I am new to NLP and I am running into this issue that I do not understand at all:
I have a text file with gloVe vectors. I converted it to Word2Vec using
glove2word2vec(TXT_FILE_PATH, KV_FILE_PATH)
this creates a KV file in my path which can then be loaded using
word_vectors = KeyedVectors.load_word2vec_format(KV_FILE_PATH, binary=False)
I then save it using
word_vectors.save(KV_FILE_PATH)
But when I now try to use the new KV file in intersect_word2vec_format it gives me an encoding error
---------------------------------------------------------------------------
UnicodeDecodeError Traceback (most recent call last)
<ipython-input-11-d975bb14af37> in <module>
6
7 print("Intersect with pre-trained model...")

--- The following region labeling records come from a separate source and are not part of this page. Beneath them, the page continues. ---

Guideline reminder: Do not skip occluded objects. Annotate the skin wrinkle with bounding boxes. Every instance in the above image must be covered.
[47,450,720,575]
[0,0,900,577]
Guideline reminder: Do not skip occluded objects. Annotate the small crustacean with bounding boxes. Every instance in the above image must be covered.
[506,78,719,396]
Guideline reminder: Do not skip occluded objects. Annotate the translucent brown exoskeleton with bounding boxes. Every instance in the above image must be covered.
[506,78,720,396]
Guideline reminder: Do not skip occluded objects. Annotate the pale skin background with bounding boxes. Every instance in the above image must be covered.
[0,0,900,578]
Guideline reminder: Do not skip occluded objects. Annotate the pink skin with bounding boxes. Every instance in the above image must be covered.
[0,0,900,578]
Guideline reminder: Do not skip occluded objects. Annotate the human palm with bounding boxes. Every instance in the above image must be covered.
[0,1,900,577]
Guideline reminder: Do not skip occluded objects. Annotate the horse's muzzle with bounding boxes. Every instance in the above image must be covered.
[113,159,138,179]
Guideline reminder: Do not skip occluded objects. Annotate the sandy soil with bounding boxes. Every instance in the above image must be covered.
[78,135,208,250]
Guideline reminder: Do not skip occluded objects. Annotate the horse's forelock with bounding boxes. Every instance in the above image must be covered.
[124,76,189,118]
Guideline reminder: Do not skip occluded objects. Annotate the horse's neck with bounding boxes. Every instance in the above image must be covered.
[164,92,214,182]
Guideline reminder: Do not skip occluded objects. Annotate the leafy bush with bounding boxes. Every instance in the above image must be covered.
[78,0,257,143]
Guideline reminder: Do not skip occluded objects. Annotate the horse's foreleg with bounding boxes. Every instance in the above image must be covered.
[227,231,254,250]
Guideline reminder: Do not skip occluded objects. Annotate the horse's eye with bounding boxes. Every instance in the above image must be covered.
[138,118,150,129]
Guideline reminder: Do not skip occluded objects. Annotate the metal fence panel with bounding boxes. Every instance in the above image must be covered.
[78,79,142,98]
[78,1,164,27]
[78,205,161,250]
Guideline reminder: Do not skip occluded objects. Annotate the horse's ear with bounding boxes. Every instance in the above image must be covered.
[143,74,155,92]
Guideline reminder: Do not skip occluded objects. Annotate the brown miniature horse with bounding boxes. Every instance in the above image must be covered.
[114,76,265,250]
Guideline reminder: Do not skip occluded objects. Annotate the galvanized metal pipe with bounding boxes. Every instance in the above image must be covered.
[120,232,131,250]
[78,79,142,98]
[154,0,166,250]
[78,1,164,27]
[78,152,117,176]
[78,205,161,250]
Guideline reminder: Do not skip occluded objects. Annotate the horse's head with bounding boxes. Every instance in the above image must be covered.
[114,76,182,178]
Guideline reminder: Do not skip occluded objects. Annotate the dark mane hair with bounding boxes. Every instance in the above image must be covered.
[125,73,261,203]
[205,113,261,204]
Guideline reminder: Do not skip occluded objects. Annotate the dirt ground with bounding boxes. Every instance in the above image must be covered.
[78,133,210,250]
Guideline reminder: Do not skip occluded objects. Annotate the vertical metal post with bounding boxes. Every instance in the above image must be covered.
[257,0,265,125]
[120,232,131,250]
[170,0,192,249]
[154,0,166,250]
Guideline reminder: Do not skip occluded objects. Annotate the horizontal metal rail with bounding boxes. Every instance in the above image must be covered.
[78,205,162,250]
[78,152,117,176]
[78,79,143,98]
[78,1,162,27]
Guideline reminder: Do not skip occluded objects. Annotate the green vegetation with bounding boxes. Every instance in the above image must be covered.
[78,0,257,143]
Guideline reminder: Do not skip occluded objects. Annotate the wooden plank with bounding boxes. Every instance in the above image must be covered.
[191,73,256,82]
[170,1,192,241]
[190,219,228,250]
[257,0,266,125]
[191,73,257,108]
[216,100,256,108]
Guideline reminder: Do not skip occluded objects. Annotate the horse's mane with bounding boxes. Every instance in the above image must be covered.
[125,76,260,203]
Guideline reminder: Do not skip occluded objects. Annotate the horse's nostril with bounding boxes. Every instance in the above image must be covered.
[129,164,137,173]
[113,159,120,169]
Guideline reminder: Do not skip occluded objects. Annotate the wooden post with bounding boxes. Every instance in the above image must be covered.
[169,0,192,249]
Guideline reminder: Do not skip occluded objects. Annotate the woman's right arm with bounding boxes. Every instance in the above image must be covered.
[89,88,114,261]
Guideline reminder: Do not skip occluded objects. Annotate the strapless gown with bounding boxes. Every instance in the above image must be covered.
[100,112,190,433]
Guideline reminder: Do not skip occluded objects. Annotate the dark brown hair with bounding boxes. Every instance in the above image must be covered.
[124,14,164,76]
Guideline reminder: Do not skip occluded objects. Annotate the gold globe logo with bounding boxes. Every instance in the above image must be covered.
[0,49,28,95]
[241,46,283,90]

----> 8 model.intersect_word2vec_format(KV_FILE_PATH, binary=False)
9
10 print("Train custom word2vec model...")
/Library/Frameworks/Python.framework/Versions/3.8/lib/python3.8/site-packages/gensim/models/word2vec.py in intersect_word2vec_format(self, fname, lockf, binary, encoding, unicode_errors)
890 logger.info("loading projection weights from %s", fname)
891 with utils.open(fname, 'rb') as fin:
--> 892 header = utils.to_unicode(fin.readline(), encoding=encoding)
893 vocab_size, vector_size = (int(x) for x in header.split()) # throws for invalid file format
894 if not vector_size == self.wv.vector_size:
/Library/Frameworks/Python.framework/Versions/3.8/lib/python3.8/site-packages/gensim/utils.py in any2unicode(text, encoding, errors)
366 if isinstance(text, unicode):
367 return text
--> 368 return unicode(text, encoding, errors=errors)
369
370
UnicodeDecodeError: 'utf-8' codec can't decode byte 0x80 in position 0: invalid start byte
The .save()
method saves a model in Gensim's native format - which is primarily Python pickling, with large arrays as separate files (which must be kept alongside the main save file).
That format is not the same as the word2vec_format
that can be loaded by load_word2vec_format()
or intersect_word2vec_format()
.
If you want to save a set of vectors into the word2vec_format
, use the method .save_word2vec_format()
, not plain .save()
.